I just wanted to comment on your statement about
"it would in theory be possible to extract depth/distance information
from the image.."

I haven't thought about it too deeply, but my intuition tells me that
you would be missing sufficient amount of information to be able to
reconstitute the original image. Let me try to tell you what I mean.
While it is not a complete analogy, you can think of describing the
image that you get on the sensor as a Fourier spectrum of the original
object.

I didn't say that you could reconstitute the original image. I said that you could extract depth information. For example, the amount of blur would tell you that an object is + 20% or -20% of the focus point. It won't tell you which, but you'd know it was one or the other.


You can reconstitute the original object if you have ALL the Fourier
harmonics. For that you'd need to collect the light that was scattered
from the lens in all directions. But because of the finite size of the
sensor, you are catching only a very limited subset of those "F.
harmonics".
So, you can "reconstitute" something, but how well it will reproduce the
original, that "will depend".

I hope this helps,

I was discussing this with someone a couple days later, and he found this article on the subject:
http://web.media.mit.edu/~bandy/refocus/PG07refocus.pdf

Also, my goal wasn't to reconstitute the original image. My goal was to exaggerate the effects of depth of field. If you have, for example, a 36 MP image, but your final image is only 6 MP (my print in the PDML show was only 3MP), then you have 6 raw pixels per final image pixel, so you are able (in theory) to detect blur at less than half the final circle of confusion. Once you do this, you could then increase the blur by some amount, so that the processed image has effectively much less depth of field than an image processed normally would have.

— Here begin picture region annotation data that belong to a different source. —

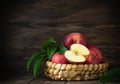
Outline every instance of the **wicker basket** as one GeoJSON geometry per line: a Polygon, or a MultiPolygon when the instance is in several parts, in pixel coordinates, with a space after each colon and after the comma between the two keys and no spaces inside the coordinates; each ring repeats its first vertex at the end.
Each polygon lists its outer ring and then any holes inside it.
{"type": "Polygon", "coordinates": [[[45,62],[44,73],[53,80],[93,80],[104,75],[109,64],[56,64],[45,62]]]}

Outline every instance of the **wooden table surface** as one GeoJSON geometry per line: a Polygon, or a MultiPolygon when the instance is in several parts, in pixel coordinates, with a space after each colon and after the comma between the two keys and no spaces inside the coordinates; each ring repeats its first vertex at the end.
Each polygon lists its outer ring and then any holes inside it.
{"type": "MultiPolygon", "coordinates": [[[[0,3],[0,76],[4,76],[0,84],[26,84],[32,79],[26,72],[26,62],[40,50],[42,41],[54,37],[62,43],[68,33],[76,31],[101,50],[110,68],[120,67],[118,1],[4,0],[0,3]],[[19,72],[24,73],[17,75],[19,72]]],[[[98,80],[50,81],[43,78],[31,84],[102,84],[98,80]]]]}
{"type": "MultiPolygon", "coordinates": [[[[11,75],[6,79],[0,81],[0,84],[103,84],[99,80],[91,81],[55,81],[47,78],[43,74],[36,79],[31,73],[18,73],[11,75]]],[[[120,84],[120,82],[106,82],[106,84],[120,84]]]]}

It did occur to me later that for my goal of detecting which photos are well focused, and correctly focused, or other definitions of "sharp" one could apply a high pass filter (edge detection), much like focus peaking in live view. I'd love a filter like this for lightroom to help me more easily determine which of many photos was focused more closely to what I want.



Igor




Larry Colen Mon, 29 Feb 2016 12:28:23 -0800 wrote:

If you look at the depth of field equations, they are based on whether
the circle of confusion is smaller than the size of the pixel. When you
look at an image on the web (generally about 2MP or below) the effective
dof is a lot greater than if you pixel peep the raw file (16-24 MP or
more), because the smaller files can handle a lot larger circle of
confusion than the raw image.


It seems to me that with sensors so high resolution that they are
diffraction limited at f/5.6 or so, that it would be possible for image
processing software to detect the increasing circle of confusion (at 2
or 3 pixels) with a lot more accuracy than our eyes can, and could
therefore more accurately enhance the effects of depth of field than
just applying a blur to the background of an image.


Likewise, given a good model of the lens (bokeh) it might also be
possible to mathematically increase the depth of field.


A corollary to this is that it would in theory be possible to extract
depth/distance information from the image (though it might be hard to
tell the difference between something being 2 times the focal distance
and 1/2 the focal distance.


Are there any hard core signal/image processing nerds on the list who
know anything about work being done on this? It wasn't too long ago that
it would take the sort of processing that only Los Alamos or the NSA had
to do this, but desktop computers are probably running something like
2005 "Craymarks", particularly with GPUs.